導入実績としては、「ユニクロ」「GU」などの小売り、「マクドナルド」「牛角」などの飲食、「奥村組」「三井不動産」などの建設・不動産、「関西電力」「東京ガス」などのインフラ、「ASKUL」「モノタロウ」などの物流、「JR」「富士急行」などの交通などがあり、エンタープライズの顧客が広がる余地はまだまだあると佐渡島氏は話す。
ビジョンを実現するための現場DX
「現在強化しているのは、現場DX。小売店であれば、映像を保管するだけでなく、来店者の情報とセットで使える。飲食店であれば、混雑状況によって集客を変えていける。建設現場であれば、現場へ行かなくても3Dのデータと映像を同時に見ることで業務を遂行できるなどが弊社の強み」と話し、動画とともに医療現場DXや、施工状況の確認や品質管理を遠隔で行う建設現場DXを紹介。また、1人焼肉ブランド「焼肉ライク」では全店舗にカメラを導入し、ウリである「3分提供」のオペレーション改善に成功したという。公共現場DXでは、災害時に避難場所の現状確認や土砂崩れが起きた場所の確認などの活用を想定し、実証実験利用も進んでいる。
セーフィーの成長戦略
「“家から町までをデータ化し、すべての人の意思決定を変えていく”には、当社だけでアプリケーションを作って、サービスを提供するだけでは、数限りあるオペレーションしか実現できない。AIのベンチャーさん等にも開発プラットフォームを開いていきたい」と佐渡島氏は語る。すでにさまざまなベンチャーとの協業も始まっている。

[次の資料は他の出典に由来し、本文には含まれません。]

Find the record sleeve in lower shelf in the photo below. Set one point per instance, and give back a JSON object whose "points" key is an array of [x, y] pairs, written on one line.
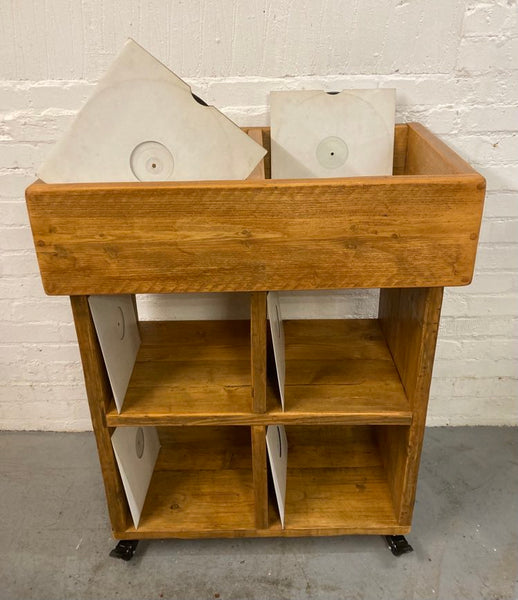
{"points": [[202, 485], [336, 482]]}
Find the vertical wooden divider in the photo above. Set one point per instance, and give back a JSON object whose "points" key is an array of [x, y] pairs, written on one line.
{"points": [[99, 397], [258, 363], [409, 319]]}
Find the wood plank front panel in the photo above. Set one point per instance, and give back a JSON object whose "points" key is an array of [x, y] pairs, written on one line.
{"points": [[273, 235]]}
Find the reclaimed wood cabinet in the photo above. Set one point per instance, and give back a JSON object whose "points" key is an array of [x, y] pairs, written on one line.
{"points": [[356, 390]]}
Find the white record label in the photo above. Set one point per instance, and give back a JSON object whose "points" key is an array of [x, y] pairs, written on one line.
{"points": [[152, 161]]}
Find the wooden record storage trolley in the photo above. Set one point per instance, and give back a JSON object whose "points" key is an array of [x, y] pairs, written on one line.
{"points": [[356, 390]]}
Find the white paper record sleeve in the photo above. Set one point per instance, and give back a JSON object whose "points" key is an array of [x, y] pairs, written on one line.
{"points": [[142, 123], [273, 304], [136, 451], [277, 445], [318, 134], [116, 325]]}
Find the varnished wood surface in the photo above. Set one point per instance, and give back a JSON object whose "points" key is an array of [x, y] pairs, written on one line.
{"points": [[335, 479], [336, 366], [189, 372], [399, 231], [410, 322], [426, 154], [197, 373], [202, 482], [99, 394], [202, 485]]}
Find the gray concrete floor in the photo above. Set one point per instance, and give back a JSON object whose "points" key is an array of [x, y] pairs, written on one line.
{"points": [[55, 535]]}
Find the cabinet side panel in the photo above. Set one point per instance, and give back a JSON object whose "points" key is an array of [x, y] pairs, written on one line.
{"points": [[388, 232], [409, 319], [260, 476], [99, 396]]}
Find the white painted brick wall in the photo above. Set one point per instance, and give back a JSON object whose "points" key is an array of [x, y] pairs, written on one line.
{"points": [[454, 64]]}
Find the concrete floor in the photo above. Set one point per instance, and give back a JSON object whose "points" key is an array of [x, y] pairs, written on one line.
{"points": [[55, 537]]}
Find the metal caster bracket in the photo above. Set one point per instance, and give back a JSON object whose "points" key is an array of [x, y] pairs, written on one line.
{"points": [[124, 550], [398, 544]]}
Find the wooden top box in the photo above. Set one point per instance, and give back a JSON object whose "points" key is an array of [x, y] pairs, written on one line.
{"points": [[416, 228]]}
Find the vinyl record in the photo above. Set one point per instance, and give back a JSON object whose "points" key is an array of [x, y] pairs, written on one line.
{"points": [[316, 134], [143, 124]]}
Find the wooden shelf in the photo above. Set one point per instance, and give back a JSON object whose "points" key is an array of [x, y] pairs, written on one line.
{"points": [[202, 484], [336, 482], [189, 372], [340, 371], [198, 372]]}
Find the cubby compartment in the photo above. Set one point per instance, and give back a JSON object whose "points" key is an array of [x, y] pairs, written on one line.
{"points": [[188, 372], [202, 484], [339, 371], [337, 482]]}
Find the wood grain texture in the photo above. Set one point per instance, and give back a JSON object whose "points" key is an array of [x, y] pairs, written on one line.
{"points": [[428, 155], [188, 372], [258, 350], [203, 486], [402, 231], [410, 322], [197, 373], [260, 472], [335, 478], [343, 367], [99, 396], [202, 482]]}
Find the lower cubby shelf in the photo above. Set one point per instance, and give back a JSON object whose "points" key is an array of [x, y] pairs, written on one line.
{"points": [[336, 482], [203, 485]]}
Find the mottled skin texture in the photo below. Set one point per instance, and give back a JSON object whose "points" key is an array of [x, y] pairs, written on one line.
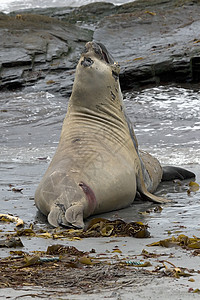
{"points": [[97, 167]]}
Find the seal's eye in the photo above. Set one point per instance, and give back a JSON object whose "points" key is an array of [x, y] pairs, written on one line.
{"points": [[87, 62], [105, 57]]}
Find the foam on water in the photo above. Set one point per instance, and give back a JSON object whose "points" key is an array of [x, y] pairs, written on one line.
{"points": [[7, 6]]}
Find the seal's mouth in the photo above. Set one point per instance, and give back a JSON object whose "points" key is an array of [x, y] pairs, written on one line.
{"points": [[100, 50]]}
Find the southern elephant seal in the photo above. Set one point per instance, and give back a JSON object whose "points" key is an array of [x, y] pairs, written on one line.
{"points": [[97, 166]]}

「“家から町までをデータ化し、すべての人の意思決定を変えていく”には、当社だけでアプリケーションを作って、サービスを提供するだけでは、数限りあるオペレーションしか実現できない。AIのベンチャーさん等にも開発プラットフォームを開いていきたい」と佐渡島氏は語る。すでにさまざまなベンチャーとの協業も始まっている。
「今回100億円近く資金調達させていただいているので、徹底してアプリケーションのプラットフォームにしていく」と佐渡島氏は話す。カメラとアプリをセットで提供し、さまざまな業界で使っていただけるように投資を集中していく予定だ。
質疑応答では「今後、新規に開拓したい領域」についての質問には、「現在、飲食、小売り、建設という現場で使っていただき始めているが、製造、公共、スマートビルディングなどを次の展開に生かしていきたい」と回答。個人向け利用に関しては「DIYの文化が日本にはあまり根付いていない。人が働き方を変えていきたいとか、労働力・生産人口が減っている、コロナ禍でも遠隔で仕事をしたいといったニーズのほうが大きいので、まずはしっかりとビジネスの領域で進めいきたい。その先にBtoBtoCなどはあるかもしれない」と考えを述べた。
最後にフォトセッションが行なわれ、上場記者会見は終了した。